Pensions - Articles - State Pension increase still leaves gap to acceptable income


Single pensioners set to benefit from a 2.5% rise in the New State Pension to £9,339 a year will still need an additional £1,373 a year income to achieve an acceptable income in later life, new analysis by retirement specialist Just Group shows.

 The Department for Work and Pensions confirmed a 2.5% rise in the full rate of State Pension in 2021-22 to £179.60 a week. There is also a 2.5% rise for those who retired before April 2016 to £137.60 (topped up to £177.10 a week by Guaranteed Pension Credit).

 That means that those receiving the full rate of the post-2016 State Pension will receive £9,339 a year. This is £1,373 a year less than the £10,712 Minimum Income Standard (MIS) published by the Joseph Rowntree Foundation, the anti-poverty charity, based on its research this year of how much income the public considers is the minimum acceptable for a single pensioner.

 “These standards are an important sense check about the minimum income people should be aiming to generate in retirement,” said Stephen Lowe, group communications director of Just Group.

 “They show the importance of private sources of pension income, however modest, to provide a top up to achieve an acceptable standard of living. People may not realise that even relatively small pensions can make the difference between struggling on too little money and having enough to cope in retirement.”

 He said that a healthy 67-year-old would need a pension fund of about £30,000 to generate £1,373 a year guaranteed income for life but the exact amount needed could be less depending on a person’s medical conditions and lifestyle factors such as what medication they are taking or whether they smoke.

 Taking pension cash early is ‘the new norm’ according to the Financial Conduct Authority (“FCA”). Three-quarters of those accessing pension cash from a defined contribution pension before age 65 do so at the age of 55, the earliest opportunity. Nearly nine in 10 pensions valued at less than £30,000 that are accessed each year are fully withdrawn rather than invested to provide a pension income.

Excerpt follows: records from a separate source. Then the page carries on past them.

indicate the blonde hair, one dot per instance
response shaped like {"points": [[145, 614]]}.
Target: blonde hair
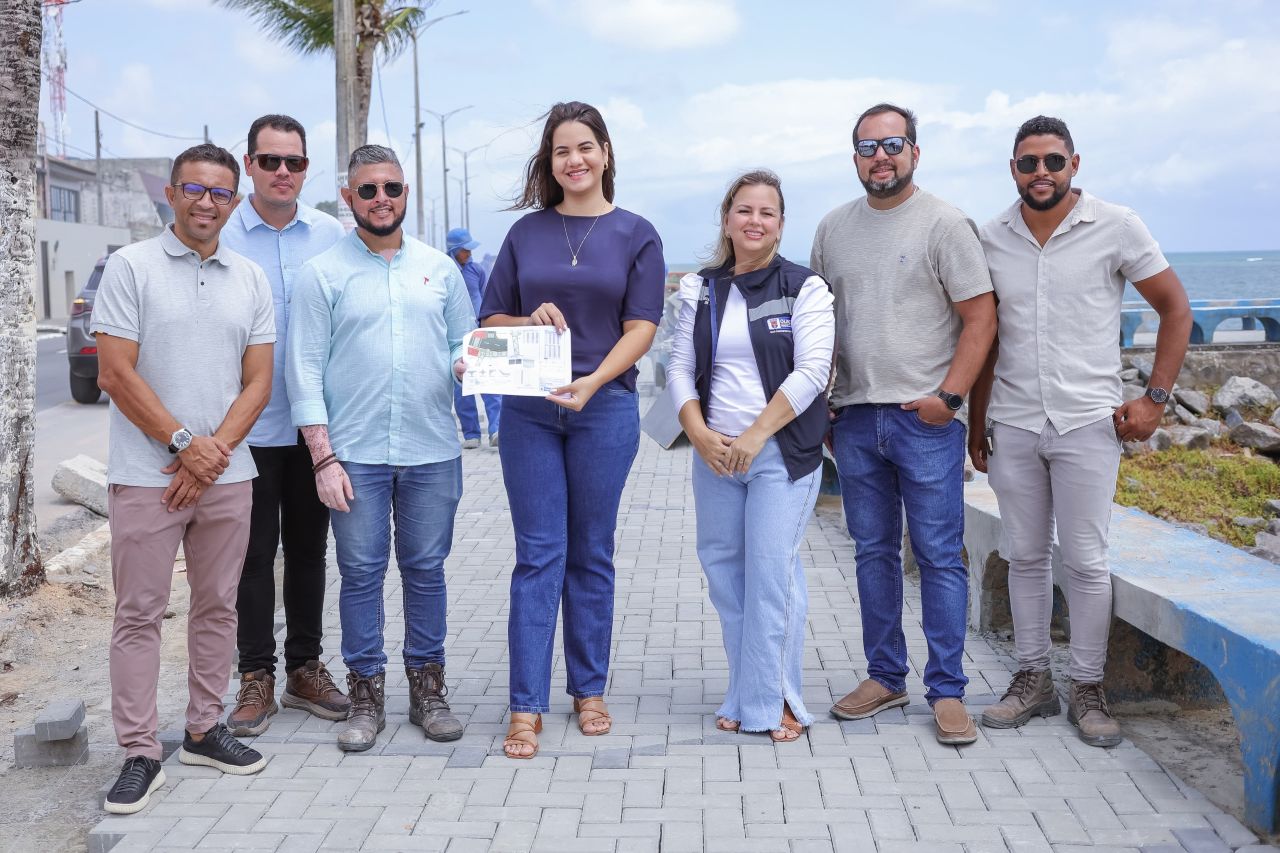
{"points": [[722, 252]]}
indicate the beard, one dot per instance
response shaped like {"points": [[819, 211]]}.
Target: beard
{"points": [[1060, 191], [380, 231], [891, 187]]}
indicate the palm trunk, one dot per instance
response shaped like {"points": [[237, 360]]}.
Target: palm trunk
{"points": [[21, 568]]}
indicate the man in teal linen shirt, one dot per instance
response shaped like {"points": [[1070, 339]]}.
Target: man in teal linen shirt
{"points": [[374, 349]]}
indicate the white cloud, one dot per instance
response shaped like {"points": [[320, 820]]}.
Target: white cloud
{"points": [[653, 24]]}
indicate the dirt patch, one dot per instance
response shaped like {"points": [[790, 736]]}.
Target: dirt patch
{"points": [[54, 646]]}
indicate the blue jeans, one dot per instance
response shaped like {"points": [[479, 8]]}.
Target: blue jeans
{"points": [[890, 460], [423, 498], [565, 471], [749, 532], [467, 415]]}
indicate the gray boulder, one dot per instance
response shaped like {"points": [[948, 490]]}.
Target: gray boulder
{"points": [[82, 479], [1260, 437], [1193, 400], [1243, 391], [1189, 437]]}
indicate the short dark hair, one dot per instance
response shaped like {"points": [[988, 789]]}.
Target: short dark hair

 Research from Just Group found that fewer than one in five people aged 45+ thought that the State Pension was enough to live on.

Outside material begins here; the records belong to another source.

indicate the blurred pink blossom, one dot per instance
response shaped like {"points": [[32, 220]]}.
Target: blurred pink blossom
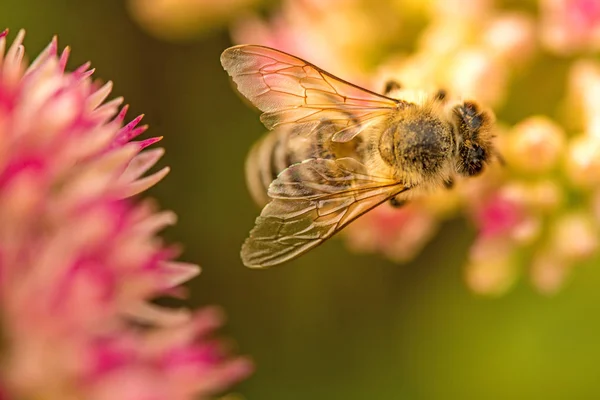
{"points": [[79, 260], [570, 26]]}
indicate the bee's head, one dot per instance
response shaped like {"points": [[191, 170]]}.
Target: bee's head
{"points": [[475, 138]]}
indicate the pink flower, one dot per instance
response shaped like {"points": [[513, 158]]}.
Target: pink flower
{"points": [[79, 260], [569, 26], [400, 234]]}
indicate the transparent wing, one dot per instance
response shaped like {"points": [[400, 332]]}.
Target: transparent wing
{"points": [[311, 202], [290, 90]]}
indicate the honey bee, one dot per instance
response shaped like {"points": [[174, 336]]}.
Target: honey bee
{"points": [[336, 150]]}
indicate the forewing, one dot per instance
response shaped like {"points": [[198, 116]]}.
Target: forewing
{"points": [[311, 202], [290, 90]]}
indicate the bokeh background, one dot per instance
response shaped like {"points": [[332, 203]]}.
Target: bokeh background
{"points": [[333, 324]]}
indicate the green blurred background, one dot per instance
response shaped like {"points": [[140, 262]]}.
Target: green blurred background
{"points": [[332, 325]]}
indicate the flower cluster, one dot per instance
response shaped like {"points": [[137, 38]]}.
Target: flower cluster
{"points": [[79, 260], [184, 19], [538, 210]]}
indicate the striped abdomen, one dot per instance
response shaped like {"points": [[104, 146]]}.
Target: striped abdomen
{"points": [[280, 148]]}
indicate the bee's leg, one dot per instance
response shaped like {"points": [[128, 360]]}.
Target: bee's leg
{"points": [[397, 203], [441, 95], [390, 86], [449, 183]]}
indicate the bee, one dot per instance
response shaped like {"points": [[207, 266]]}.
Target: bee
{"points": [[336, 150]]}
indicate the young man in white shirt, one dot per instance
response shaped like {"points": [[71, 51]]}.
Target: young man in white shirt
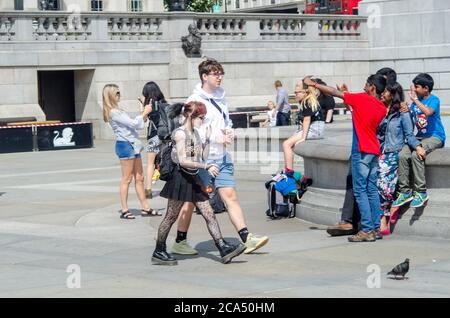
{"points": [[210, 92]]}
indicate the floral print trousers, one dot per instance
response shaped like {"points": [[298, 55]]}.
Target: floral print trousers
{"points": [[387, 180]]}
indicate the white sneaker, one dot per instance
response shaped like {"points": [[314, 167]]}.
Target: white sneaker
{"points": [[183, 248], [254, 242]]}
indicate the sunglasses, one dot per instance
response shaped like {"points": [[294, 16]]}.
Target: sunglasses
{"points": [[215, 74]]}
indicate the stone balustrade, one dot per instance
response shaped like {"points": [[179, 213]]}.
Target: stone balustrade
{"points": [[222, 28], [106, 26], [61, 28], [7, 32], [134, 28]]}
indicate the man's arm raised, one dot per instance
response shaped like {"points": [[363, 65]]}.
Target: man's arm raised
{"points": [[328, 90]]}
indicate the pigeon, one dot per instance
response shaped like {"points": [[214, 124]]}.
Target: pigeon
{"points": [[400, 270]]}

 “On the one hand people know they don’t want to be reliant solely on State Pension but on the other hand huge numbers are emptying pensions as soon as they can,” said Stephen Lowe.
 
 “That’s not a problem if people have made informed decisions and weighed up the consequences but could be a disaster if they are assuming small pensions aren’t worth bothering with and don’t realise they are going to face an income gap when they start claiming State Pension.”

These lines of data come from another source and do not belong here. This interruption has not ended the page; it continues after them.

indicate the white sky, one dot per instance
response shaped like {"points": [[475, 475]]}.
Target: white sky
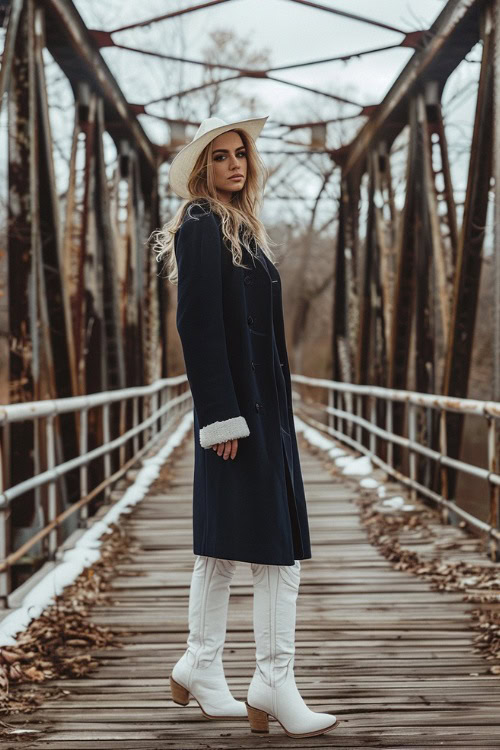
{"points": [[292, 33]]}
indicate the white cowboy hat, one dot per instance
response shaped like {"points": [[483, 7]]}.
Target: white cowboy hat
{"points": [[184, 161]]}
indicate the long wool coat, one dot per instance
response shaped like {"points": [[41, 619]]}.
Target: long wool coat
{"points": [[230, 321]]}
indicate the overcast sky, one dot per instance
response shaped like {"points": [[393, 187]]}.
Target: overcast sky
{"points": [[290, 33]]}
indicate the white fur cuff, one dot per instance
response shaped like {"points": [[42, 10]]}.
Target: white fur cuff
{"points": [[219, 432]]}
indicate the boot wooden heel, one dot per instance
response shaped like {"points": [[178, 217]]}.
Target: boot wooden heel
{"points": [[179, 694], [259, 720]]}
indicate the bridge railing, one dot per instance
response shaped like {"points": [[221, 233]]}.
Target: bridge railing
{"points": [[164, 401], [344, 420]]}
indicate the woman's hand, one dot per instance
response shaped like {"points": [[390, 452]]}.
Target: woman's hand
{"points": [[229, 448]]}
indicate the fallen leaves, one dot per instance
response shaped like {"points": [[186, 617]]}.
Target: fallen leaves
{"points": [[58, 643], [477, 583]]}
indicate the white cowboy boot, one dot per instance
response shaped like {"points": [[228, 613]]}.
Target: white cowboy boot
{"points": [[273, 690], [199, 671]]}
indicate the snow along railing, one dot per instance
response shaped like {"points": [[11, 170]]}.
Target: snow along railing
{"points": [[167, 400], [346, 424]]}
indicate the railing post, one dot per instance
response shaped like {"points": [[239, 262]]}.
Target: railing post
{"points": [[494, 489], [106, 436], [359, 413], [412, 436], [52, 490], [154, 410], [135, 422], [373, 420], [84, 470], [4, 523], [443, 450], [389, 422]]}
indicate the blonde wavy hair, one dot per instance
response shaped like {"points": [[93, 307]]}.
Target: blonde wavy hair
{"points": [[240, 224]]}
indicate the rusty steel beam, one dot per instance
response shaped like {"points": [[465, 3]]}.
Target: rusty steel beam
{"points": [[352, 16], [76, 53], [451, 36], [104, 39], [496, 249], [166, 16], [470, 245]]}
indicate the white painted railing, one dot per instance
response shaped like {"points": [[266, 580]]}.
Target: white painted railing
{"points": [[170, 398], [345, 422], [164, 401]]}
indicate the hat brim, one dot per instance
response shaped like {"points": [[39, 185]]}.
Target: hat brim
{"points": [[184, 161]]}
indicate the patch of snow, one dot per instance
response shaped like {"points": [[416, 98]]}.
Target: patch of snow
{"points": [[86, 550], [344, 460], [368, 482], [360, 466], [394, 502]]}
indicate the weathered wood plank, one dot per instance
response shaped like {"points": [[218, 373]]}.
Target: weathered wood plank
{"points": [[394, 659]]}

 Just Group’s research found 77% of defined contribution (“DC”) pension savers aged 45-54 would welcome free support in understanding their options4. However, FCA statistics show half (50%) of DC pensions accessed last year were done so without the free, independent and impartial guidance from Pension Wise or advice from a regulated adviser, rising to nearly two thirds (64%) of full withdrawals3.

 “The government has committed to making receiving impartial guidance from Pension Wise ‘a norm’. The Pension Wise service is highly rated by users for improving their knowledge of their options and for helping them recognise and avoid scams,” said Stephen Lowe.

 “People are reaching age 55 in record numbers with many of them aware they can start dipping into their pension money even if they plan to carry on working. It’s vital they receive the support to make pension choices today that their future selves will not regret – and it’s up to the FCA to make sure the majority, not the current minority, benefit from Pension Wise.”